Forty years in the insurance industry, including twenty spent in international groups in Côte d’Ivoire, followed by twelve years at the helm of a company she founded herself before merging it with a leading player in the Beninese market. The journey of Evelyne Fassinou, chair of the board of directors of SUNU Assurances Vie Benin, is intertwined with several key stages in the structuring of the sector on the continent. As a guest on the Financial Afrik platform in Cotonou (Benin) as part of the General States of Insurance for All, she openly discusses the topic that now occupies her – making women’s insurance the lever for doubling the insurance penetration rate in Africa by 2040, driven by the Pan-African Pact for Inclusive Insurance adopted on July 8, 2026 by the Federation of African National Insurance Companies (FANAF).
Forty years in the industry, between Abidjan, Paris, and Cotonou
The story begins with a round number, acknowledged with a mix of caution and pride: “I have been in the insurance business for a certain number of years – I will not say how many.” Four decades that unfold in three acts. After studying law and insurance in France, the young graduate chose Côte d’Ivoire: “I started working in Côte d’Ivoire where I worked in international groups for about twenty years,” she says.
At the end of these two decades, the step becomes more entrepreneurial and personal. The leader decides to embark on “another great adventure,” that of creating her own life insurance company in Benin. “I led this company for 12 years, and it was a project that was truly transformative for me, which effectively allowed me to see that insurance can reach people who were not familiar with insurance.” But to allow the company to go “even further,” she initiated the merger with SUNU Assurances Vie, a player already present in the Beninese market, of which she currently chairs the board of directors.
In parallel, six years on the executive board of FANAF opened up another field of vision: “For 6 years, the role of a member of the FANAF executive board […] allowed me to look at African insurance issues from a higher perspective.”
The turning point: what the field showed her about the role of women
It is in the continuation of this continental experience that the topic, since then, has not let her go. “I have endeavored […] to focus mainly on the issue of African insurance and women, which has become a passion for me.”

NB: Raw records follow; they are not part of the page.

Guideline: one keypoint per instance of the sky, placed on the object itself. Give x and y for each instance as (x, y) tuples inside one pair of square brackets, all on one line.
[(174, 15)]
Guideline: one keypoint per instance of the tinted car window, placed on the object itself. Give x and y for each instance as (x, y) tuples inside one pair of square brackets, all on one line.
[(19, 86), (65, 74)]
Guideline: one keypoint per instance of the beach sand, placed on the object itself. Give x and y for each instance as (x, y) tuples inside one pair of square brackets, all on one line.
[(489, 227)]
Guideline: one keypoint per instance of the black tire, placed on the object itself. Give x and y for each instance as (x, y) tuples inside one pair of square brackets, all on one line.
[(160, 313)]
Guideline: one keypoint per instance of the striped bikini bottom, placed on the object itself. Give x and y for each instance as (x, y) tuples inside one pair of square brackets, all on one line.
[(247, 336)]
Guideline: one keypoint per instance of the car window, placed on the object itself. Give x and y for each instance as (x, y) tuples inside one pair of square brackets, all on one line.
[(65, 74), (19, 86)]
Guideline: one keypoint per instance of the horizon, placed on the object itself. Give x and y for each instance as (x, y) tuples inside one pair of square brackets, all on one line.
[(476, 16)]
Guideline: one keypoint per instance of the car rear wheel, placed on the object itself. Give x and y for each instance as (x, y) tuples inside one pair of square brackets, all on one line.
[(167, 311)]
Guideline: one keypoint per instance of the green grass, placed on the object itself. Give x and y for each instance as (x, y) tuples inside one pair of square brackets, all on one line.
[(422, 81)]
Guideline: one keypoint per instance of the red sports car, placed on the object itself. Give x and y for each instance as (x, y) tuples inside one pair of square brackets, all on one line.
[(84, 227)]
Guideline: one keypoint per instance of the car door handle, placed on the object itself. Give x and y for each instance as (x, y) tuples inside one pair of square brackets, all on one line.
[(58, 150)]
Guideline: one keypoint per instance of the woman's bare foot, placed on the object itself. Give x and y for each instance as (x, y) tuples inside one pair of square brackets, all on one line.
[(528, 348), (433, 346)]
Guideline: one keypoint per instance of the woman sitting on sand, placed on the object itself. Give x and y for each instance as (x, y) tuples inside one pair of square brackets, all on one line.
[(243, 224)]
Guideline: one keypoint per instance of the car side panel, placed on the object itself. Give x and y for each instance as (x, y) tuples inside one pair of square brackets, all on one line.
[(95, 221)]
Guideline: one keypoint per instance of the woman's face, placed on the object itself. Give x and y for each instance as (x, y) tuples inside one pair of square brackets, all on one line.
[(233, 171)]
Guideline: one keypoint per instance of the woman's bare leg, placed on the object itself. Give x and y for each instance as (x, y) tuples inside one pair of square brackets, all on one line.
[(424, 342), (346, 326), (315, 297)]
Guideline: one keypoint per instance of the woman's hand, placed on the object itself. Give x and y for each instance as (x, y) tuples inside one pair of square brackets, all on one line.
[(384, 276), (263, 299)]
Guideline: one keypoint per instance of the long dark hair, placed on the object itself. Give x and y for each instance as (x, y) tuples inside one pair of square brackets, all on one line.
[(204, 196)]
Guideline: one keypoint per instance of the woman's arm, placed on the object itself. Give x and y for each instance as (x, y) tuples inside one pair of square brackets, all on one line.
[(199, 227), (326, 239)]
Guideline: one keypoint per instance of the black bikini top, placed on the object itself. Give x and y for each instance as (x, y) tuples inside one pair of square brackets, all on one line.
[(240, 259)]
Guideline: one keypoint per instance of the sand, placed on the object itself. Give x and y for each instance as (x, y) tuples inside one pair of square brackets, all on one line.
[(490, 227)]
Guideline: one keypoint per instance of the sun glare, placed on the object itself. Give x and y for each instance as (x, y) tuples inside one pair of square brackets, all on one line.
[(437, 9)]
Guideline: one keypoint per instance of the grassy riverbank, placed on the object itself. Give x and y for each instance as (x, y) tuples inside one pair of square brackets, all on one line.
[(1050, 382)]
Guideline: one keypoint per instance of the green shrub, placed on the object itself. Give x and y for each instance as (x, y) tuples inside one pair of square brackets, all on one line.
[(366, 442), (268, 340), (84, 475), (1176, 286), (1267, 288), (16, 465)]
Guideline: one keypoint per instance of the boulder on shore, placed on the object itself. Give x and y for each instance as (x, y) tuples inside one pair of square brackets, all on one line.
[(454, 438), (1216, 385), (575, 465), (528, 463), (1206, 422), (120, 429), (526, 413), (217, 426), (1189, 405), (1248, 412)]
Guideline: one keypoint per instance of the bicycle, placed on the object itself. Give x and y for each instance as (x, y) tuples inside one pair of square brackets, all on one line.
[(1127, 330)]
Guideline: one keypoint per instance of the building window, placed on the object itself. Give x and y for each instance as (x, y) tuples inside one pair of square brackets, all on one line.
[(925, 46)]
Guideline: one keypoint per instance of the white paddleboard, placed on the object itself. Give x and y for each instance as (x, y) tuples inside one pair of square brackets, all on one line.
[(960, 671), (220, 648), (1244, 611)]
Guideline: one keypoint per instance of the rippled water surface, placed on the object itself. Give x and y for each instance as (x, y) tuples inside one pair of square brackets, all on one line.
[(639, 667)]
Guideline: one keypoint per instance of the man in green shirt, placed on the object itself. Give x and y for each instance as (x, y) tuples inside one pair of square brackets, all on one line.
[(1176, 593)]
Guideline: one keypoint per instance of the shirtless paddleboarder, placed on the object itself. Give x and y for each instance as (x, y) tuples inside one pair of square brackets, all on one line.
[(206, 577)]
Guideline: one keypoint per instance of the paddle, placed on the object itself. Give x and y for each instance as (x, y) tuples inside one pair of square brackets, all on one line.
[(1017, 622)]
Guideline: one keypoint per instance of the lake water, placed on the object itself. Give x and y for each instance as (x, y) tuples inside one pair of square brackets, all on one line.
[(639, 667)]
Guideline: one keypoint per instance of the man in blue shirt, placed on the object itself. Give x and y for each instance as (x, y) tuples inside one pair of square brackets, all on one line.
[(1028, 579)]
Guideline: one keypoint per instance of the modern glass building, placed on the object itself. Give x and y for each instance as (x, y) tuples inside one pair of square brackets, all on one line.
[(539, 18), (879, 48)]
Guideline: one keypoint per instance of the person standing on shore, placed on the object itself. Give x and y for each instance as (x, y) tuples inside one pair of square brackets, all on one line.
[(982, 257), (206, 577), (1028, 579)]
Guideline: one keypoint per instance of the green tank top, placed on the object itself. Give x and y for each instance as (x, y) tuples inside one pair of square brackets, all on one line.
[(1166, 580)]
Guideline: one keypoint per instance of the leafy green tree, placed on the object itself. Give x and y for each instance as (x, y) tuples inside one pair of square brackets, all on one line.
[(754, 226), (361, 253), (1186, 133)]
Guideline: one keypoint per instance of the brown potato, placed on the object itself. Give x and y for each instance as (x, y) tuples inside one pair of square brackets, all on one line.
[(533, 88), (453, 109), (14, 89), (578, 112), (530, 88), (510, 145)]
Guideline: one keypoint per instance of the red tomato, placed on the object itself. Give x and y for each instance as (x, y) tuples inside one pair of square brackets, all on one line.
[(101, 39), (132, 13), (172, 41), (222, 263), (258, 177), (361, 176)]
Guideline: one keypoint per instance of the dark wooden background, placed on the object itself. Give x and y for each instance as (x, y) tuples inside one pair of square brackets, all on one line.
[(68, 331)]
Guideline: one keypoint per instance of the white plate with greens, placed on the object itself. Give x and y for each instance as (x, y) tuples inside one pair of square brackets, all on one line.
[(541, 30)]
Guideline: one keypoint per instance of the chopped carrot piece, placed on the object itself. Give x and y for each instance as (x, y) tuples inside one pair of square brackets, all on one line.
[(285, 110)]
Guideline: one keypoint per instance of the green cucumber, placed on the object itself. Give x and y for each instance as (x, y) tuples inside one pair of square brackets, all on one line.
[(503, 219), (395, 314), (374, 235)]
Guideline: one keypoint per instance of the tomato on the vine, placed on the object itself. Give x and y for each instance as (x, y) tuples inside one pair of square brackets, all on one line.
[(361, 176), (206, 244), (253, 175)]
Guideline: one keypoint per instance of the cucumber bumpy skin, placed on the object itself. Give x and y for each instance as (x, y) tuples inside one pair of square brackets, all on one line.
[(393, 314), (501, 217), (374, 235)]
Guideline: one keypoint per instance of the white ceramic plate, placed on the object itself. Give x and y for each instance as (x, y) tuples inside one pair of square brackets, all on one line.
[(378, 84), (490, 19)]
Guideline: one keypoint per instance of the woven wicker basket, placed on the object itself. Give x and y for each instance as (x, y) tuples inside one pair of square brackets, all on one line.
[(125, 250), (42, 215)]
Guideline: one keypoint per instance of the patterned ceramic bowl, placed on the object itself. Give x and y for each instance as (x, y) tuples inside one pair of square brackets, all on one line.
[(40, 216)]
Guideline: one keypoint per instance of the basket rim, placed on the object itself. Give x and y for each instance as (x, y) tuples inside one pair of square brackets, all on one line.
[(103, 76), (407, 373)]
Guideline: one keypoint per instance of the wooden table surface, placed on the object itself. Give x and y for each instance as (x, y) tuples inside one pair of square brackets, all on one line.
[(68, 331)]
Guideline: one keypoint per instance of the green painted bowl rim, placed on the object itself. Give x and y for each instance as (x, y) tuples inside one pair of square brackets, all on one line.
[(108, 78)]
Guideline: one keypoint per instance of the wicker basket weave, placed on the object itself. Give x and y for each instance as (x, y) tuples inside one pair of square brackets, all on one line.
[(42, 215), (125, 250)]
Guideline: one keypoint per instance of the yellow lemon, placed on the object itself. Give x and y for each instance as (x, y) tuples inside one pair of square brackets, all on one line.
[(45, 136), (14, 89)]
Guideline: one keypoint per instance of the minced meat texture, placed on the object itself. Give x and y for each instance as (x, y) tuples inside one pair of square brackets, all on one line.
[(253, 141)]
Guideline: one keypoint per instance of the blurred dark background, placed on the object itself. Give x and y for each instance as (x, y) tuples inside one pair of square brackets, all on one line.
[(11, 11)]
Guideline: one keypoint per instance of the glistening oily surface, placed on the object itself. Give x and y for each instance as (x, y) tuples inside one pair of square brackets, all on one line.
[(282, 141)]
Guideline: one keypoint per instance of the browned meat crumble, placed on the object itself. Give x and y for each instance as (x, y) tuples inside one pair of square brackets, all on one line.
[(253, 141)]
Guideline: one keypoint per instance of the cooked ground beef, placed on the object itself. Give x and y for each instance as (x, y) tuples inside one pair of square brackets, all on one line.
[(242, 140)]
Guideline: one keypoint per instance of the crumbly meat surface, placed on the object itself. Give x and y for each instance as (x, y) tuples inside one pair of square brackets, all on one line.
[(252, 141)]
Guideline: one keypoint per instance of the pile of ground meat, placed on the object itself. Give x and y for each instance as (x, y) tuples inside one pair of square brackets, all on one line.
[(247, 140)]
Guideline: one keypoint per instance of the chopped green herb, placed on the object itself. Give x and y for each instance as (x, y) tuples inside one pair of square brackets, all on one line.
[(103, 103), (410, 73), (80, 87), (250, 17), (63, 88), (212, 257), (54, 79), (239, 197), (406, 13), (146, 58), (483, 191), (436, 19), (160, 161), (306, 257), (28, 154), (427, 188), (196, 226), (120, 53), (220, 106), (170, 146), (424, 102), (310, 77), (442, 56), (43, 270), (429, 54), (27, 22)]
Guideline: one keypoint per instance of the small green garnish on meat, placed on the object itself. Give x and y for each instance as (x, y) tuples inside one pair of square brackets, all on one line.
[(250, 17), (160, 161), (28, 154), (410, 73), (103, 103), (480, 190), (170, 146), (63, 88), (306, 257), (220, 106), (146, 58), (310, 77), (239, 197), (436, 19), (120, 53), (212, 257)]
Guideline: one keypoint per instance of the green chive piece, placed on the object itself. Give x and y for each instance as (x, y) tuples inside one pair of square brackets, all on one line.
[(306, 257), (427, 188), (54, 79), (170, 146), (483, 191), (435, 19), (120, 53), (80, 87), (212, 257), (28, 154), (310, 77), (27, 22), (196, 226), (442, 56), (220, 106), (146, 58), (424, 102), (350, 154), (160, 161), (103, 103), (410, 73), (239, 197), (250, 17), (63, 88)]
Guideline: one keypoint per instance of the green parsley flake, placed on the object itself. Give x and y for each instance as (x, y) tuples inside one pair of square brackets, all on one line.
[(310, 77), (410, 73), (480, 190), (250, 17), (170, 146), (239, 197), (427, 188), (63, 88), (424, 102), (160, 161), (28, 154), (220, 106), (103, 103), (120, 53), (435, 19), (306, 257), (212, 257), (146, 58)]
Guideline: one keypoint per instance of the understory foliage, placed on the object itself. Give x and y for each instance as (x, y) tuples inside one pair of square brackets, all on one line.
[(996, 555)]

Field missions, she says, did the rest. When talking about life insurance, she observes, families benefiting from it also testify to what is missing. “Women are left out. In any case, insurers do not really approach women with suitable products.”
Hence the fight she has chosen to lead, which she formulates as follows: “I wanted […] to show that women have their reality and that it is necessary to listen to them, understand their reality in order to truly reach out to them and provide them with the right insurance solution.”
For Evelyne Fassinou, the topic is not philanthropic. It is, she says, a condition for sectoral growth: “If we, as insurers, do not reach out more to the female clientele, which represents 50% of the African population, we will have difficulty developing insurance in Africa. So it is not social work that we want to do, it is something strategic.”
The Pan-African Pact, and the pressure of keeping one’s word
Thus, she specifies, the work in Cotonou will not be in vain: “We know that this work will lead to a Pan-African Pact for Inclusive Insurance. The primary objective of this pact, as the president of FANAF stated at the opening, is to record a commitment.”
Because the sector has already seen good intentions in the past without follow-up: “We have had general states in the past where we had a lot of good wishes, we decided to do many things, and we realize that five years later, nothing has been done.”
This time, there is a quantified commitment, and it is clear: “Doubling the insurance penetration rate in Africa by 2040. When we know that the average in our countries is a maximum of 1%, it means that at least […] all African countries should have a penetration rate of at least 2% by 2040.” And she emphasizes the condition: “Indeed, in order to achieve this, no one should be left behind.”